Advocates living in communities near CCS infrastructure along the Gulf Coast in Texas and Louisiana applauded some aspects of the new rule, but were concerned about the safety of the new technology. Carbon capture and storage involves a complex network of industrial equipment, underground pipelines and injection wells, each of which has its own risks. When a pipeline carrying carbon dioxide burst in February 2020 in Mississippi, dozens of people were rushed to the hospital after experiencing shortness of breath. A similar incident took place with an Exxon Mobil-owned pipeline in southwest Louisiana last month. With the EPA’s recent decision to give industry-friendly Louisiana the authority to approve new carbon dioxide wells, advocates worry that the majority-Black communities that live along much of the South’s fossil fuel infrastructure will have another pollution hazard in their midst.

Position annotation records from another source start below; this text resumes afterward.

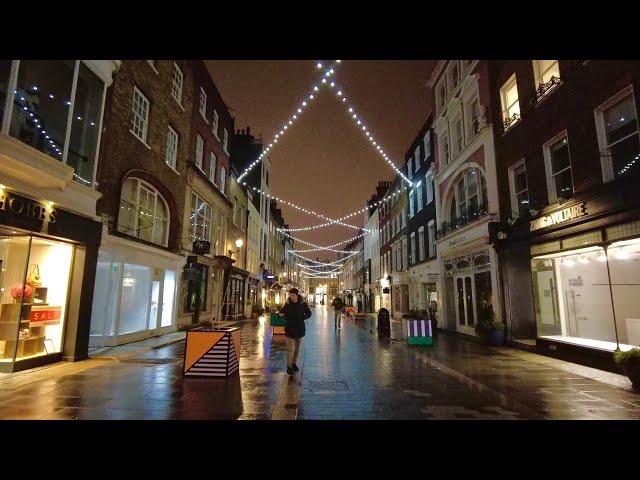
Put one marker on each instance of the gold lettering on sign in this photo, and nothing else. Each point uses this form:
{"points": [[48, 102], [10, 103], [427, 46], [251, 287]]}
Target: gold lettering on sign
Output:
{"points": [[559, 216], [27, 208]]}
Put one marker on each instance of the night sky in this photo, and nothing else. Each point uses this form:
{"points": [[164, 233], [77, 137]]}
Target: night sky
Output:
{"points": [[323, 162]]}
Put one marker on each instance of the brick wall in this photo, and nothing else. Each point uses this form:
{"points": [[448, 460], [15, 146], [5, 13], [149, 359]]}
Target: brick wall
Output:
{"points": [[121, 153]]}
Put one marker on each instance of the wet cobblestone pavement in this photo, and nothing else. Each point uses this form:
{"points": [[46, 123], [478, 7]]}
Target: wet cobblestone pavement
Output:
{"points": [[345, 374]]}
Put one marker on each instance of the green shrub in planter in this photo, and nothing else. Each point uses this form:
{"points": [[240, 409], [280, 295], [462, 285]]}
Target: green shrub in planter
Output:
{"points": [[488, 329], [630, 363]]}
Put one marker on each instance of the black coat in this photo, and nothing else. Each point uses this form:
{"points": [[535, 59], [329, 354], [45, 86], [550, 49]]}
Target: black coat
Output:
{"points": [[294, 316]]}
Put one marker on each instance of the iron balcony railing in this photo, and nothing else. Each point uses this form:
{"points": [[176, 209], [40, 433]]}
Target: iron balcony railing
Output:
{"points": [[472, 215]]}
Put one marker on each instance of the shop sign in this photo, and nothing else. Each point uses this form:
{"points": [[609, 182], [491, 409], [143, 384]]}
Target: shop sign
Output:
{"points": [[23, 207], [48, 315], [559, 216]]}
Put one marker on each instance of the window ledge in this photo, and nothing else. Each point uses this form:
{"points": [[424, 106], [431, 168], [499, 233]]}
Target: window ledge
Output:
{"points": [[139, 139], [178, 102], [172, 168]]}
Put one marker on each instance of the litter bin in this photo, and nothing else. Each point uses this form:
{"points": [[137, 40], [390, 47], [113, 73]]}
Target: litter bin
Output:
{"points": [[384, 324]]}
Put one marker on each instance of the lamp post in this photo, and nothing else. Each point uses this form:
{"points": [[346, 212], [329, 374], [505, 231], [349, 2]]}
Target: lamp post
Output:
{"points": [[390, 297]]}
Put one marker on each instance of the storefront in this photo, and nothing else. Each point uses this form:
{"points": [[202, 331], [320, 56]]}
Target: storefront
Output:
{"points": [[584, 268], [423, 287], [135, 292], [47, 267], [235, 293]]}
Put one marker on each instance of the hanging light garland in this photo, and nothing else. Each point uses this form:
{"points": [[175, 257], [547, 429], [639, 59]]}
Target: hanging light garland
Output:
{"points": [[361, 126], [326, 246], [322, 263], [301, 108], [302, 209], [349, 215]]}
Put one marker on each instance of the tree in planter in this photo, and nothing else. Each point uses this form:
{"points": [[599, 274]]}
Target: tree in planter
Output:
{"points": [[630, 363]]}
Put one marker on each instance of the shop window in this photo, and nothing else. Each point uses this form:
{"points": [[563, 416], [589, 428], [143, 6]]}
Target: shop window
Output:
{"points": [[196, 291], [134, 298], [572, 297], [143, 212], [624, 264], [215, 124], [34, 286], [168, 296], [618, 136]]}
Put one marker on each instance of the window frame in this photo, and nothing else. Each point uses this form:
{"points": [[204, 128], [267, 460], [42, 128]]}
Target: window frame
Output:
{"points": [[176, 90], [212, 171], [546, 149], [429, 187], [171, 133], [538, 75], [515, 210], [215, 122], [606, 161], [421, 244], [157, 195], [508, 121], [210, 219], [145, 129], [199, 153], [431, 236], [414, 258], [202, 107]]}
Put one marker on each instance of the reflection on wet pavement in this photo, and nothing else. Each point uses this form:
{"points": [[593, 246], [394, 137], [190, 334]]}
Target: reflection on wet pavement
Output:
{"points": [[345, 374]]}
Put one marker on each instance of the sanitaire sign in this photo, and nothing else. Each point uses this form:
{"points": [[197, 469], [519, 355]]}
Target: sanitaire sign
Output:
{"points": [[559, 216]]}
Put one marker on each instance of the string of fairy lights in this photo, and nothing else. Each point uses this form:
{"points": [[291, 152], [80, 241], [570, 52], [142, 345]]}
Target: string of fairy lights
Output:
{"points": [[301, 108], [315, 268]]}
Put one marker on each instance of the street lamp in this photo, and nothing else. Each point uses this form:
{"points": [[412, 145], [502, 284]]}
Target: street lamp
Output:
{"points": [[239, 242]]}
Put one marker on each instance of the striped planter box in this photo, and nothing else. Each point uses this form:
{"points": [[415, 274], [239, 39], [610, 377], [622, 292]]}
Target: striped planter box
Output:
{"points": [[419, 332], [212, 353], [278, 323]]}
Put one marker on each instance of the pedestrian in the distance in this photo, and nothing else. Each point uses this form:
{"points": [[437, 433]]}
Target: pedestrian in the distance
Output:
{"points": [[337, 305], [295, 312]]}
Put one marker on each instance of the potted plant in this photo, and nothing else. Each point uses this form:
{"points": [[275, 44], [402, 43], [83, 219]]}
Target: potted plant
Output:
{"points": [[488, 329], [630, 363]]}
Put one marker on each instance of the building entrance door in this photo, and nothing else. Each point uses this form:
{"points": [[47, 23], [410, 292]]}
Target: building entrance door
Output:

“We’re looking at a perfect storm,” said Beverly Wright, the executive director of the New Orleans-based Deep South Center for Environmental Justice. “You have this new shiny object that is going to solve all our problems by pumping the carbon into the ground. But whose land?”

Existing coal plants have until 2032 to implement CCS and reduce or shut down their carbon emissions by 90 percent. Some politicians have indicated they are determined to fight these requirements and keep the nation’s coal fleet running without reducing emissions. When the rules were initially proposed last year, a group of Republican attorneys general led by Patrick Morrisey of West Virginia wrote to EPA Administrator Michael Regan a letter says the regulations will “kill jobs, raise energy prices and harm energy reliability.” Morrisey threatened to challenge the EPA’s final decision in court last week. Separately, Shelley Moore Capito, a Republican senator from West Virginia, said she plans to to draft a resolution opposing the rules. But beyond the potential legal and congressional challenges, CCS technology will need to evolve significantly over the next decade to be used on a commercial scale.

Still, Grubert told Grist that it’s important not to write off CCS entirely. While solar and wind farms could replace the nation’s dilapidated coal plants, there are currently few alternatives to cleaning up large emitters such as cement manufacturing plants. In her ideal scenario, the new EPA rules would encourage coal plants to go offline within the next decade, while spurring investment in other sectors where carbon capture may be needed in the interim to reduce global warming emissions.

“I think, paradoxically, that we should be able to implement some degree of CCS,” Grubert said. “Having a regulatory framework and a regulatory environment that ensures carbon storage is safe and well communicated to people is a good idea.”